Dutch agency and leading UK scientist call for reconsideration of biofuels targets

Tue 25 March 2008 View all news

The Dutch environmental assessment agency, MNP, has called on the EU to reconsider the target to increase the share of biofuels in transport fuels by 10 per cent by 2020. Meanwhile, the UK Government's top environment scientist has also called for a delay in the Government's biofuels programme.

The agency, which is funded by the Dutch Government, concluded that the potential for biofuels to reduce greenhouse gas emissions is quite low. It also suggests that the Commission's biofuels policies may be hindering the development of alternatives to biofuels, including electric cars, hybrids and fuel cell cars.

The agency’s report says that the 20–30m hectares of European Union (EU) land needed to produce enough crops to turn into the 35m tonnes of oil equivalent biofuels required to meet the 10% target “is not likely to become available within Europe”, even if the EU’s agricultural sector were fully liberalised. There is also no certainty that enough biofuels could be imported to meet any shortfall in domestic production.

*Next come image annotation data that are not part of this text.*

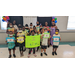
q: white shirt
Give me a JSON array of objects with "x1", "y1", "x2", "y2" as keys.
[
  {"x1": 42, "y1": 34, "x2": 48, "y2": 46},
  {"x1": 53, "y1": 34, "x2": 60, "y2": 46},
  {"x1": 14, "y1": 25, "x2": 18, "y2": 30}
]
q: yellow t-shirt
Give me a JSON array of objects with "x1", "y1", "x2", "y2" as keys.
[{"x1": 17, "y1": 32, "x2": 24, "y2": 37}]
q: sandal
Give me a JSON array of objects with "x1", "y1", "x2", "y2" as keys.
[
  {"x1": 28, "y1": 55, "x2": 30, "y2": 58},
  {"x1": 33, "y1": 54, "x2": 37, "y2": 57}
]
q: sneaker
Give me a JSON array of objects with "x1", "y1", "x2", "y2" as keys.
[
  {"x1": 33, "y1": 54, "x2": 37, "y2": 57},
  {"x1": 13, "y1": 54, "x2": 16, "y2": 58},
  {"x1": 41, "y1": 53, "x2": 43, "y2": 56},
  {"x1": 22, "y1": 54, "x2": 24, "y2": 56},
  {"x1": 52, "y1": 52, "x2": 54, "y2": 55},
  {"x1": 9, "y1": 55, "x2": 12, "y2": 58},
  {"x1": 54, "y1": 52, "x2": 57, "y2": 55},
  {"x1": 44, "y1": 53, "x2": 47, "y2": 56},
  {"x1": 23, "y1": 48, "x2": 26, "y2": 52},
  {"x1": 28, "y1": 54, "x2": 30, "y2": 58}
]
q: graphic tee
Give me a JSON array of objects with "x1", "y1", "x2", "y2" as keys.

According to the report, the European Commission’s sustainability criteria for biofuels — greenhouse gas emissions in the whole production chain at least 35% lower than from conventional fuels — are not likely to be met in the real world. “Even the most carefully selected default values will not cover all negative side effects of biofuel production. Global displacement effects should play a more important role in the sustainability criteria than is currently the case in the proposal for a renewables directive.”

The MNP report concludes that 'global displacement effects' should feature more prominently in the EU's sustainability criteria. It also warns of inevitable rises in food prices driven by the increased demand for biofuels. The EU should include mechanisms in its biofuel promotion policies to pay for biodiversity protection and support food importing regions, it adds.

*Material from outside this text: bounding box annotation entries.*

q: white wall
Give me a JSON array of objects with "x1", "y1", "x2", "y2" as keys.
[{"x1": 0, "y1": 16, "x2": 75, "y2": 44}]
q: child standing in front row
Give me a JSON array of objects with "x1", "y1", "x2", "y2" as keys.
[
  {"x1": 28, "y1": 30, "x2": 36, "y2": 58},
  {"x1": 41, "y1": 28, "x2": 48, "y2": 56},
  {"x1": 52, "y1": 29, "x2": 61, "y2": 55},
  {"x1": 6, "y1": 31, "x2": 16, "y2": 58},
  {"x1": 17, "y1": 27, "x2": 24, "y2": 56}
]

Meanwhile, Robert Watson, chief scientist at the UK's Department for the Environment, called on ministers to postpone the introduction of the Renewable Transport Fuel Obligation (RTFO), scheduled for April 1, until the Government-commissioned review into the indirect effects of biofuels production has been completed. (The RFA is leading this study on behalf of the Government - see associated link.)

(Reported in the Financial Times:) “It would obviously be totally insane if we had a policy to try and reduce greenhouse gas emissions through the use of biofuels that’s actually leading to an increase in the greenhouse gases from biofuels,” Prof Watson told the BBC.

Responding to Robert Watson - and Sir David King the former Government chief scientist who expressed agreement with Prof Watson's remarks - the EC's energy spokesman Ferran Tarradellas (writing in The Guardian) said that the Commission strongly disagrees with the assumption that the overall environmental effect of existing biofuel policy is negative. He noted that the European Commission is a leading voice in calls for the establishment of sustainability criteria. 

The new directive for renewable energy sources will call for the promotion of only sustainable biofuels; those that save at least 35% CO2 compared to the oil that would otherwise be consumed. At the same time, he added, the directive will include robust sustainability standards to prevent damaging land-use change and the destruction of rainforests.